Cardiac Development and Remodelling (Dept. I)

Cardiac Development and Remodelling (Dept. I)

Scientific focus

The general research concept of the department is characterized by two strategies:

  1. a better understanding of processes that lead to proliferation of organ typical precursor cells and their coordinated differentiation during organ development and regeneration;
  2. development of pre-clinical models, in which knowledge gained in approach (i) can be used to understand and manipulate pathological tissue remodeling processes and to enable, improve and accelerate tissue regeneration in particular of the heart and skeletal muscle.
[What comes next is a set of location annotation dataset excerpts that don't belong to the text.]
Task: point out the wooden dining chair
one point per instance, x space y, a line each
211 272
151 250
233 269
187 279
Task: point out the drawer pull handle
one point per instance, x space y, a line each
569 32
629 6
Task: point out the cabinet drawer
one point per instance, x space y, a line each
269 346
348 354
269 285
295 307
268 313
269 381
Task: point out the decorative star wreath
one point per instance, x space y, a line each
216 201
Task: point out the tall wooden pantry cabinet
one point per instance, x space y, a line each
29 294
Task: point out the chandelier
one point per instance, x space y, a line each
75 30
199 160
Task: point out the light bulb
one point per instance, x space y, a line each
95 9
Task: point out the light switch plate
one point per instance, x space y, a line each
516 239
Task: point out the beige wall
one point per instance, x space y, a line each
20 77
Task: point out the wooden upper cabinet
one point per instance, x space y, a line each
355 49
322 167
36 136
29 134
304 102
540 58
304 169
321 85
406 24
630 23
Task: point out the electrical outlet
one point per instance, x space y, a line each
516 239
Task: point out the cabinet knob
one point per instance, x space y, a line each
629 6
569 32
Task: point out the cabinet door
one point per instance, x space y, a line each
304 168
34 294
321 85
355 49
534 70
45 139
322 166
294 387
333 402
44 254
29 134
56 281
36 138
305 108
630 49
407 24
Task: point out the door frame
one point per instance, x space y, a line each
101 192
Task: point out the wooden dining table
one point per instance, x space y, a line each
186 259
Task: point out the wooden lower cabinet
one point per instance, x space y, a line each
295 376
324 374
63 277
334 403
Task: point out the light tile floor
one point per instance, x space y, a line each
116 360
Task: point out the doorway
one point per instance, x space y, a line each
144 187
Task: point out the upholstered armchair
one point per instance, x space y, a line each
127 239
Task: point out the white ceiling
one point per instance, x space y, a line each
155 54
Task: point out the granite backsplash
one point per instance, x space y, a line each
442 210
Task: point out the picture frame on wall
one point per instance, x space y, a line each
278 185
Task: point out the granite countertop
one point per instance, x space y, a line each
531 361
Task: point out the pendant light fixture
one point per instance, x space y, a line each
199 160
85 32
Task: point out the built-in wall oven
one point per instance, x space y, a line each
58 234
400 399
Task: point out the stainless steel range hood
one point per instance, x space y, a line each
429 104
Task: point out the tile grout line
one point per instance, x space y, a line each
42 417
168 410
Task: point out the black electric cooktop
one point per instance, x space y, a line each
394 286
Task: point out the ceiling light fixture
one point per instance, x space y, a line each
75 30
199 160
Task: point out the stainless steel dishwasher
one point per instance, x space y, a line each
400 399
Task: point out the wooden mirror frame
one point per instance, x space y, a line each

The research in the department aims to identify the processes governing the development of contractile tissues. Furthermore, we characterize the different factors controlling proliferation and coordinated differentiation of muscle cells. Apart from the obvious link between embryonic development and congenital cardiovascular defects, mounting evidence suggests that the homeostatic mechanisms, which maintain organ function during adult life, are closely related to those established and operating during embryonic development. Many processes, which participate in embryonic development of the skeletal and heart muscles, are re-activated under pathological conditions and during tissue repair. Hence, findings made for developmental processes will ease our understanding of tissue remodeling processes in the adult and vice versa.

Moreover, tissue repair and regeneration after a vascular accident results in the reactivation of developmental programs through the recruitment and activation of stem cells and their differentiation and functional integration into damaged organs. This justifies the department's commitment to identify and characterize the molecular circuits acting in stem cells of the heart and skeletal muscles. The department mainly uses the mouse as a pre-clinical model system, which might yield results of direct medical implications. In addition, efforts are made to utilize amphibians like the newt Notophthalmus viridescens, which are able to replace lost parts of complex structures and organs such as limbs and parts of the heart, to understand the mechanisms that allow complex regeneration processes.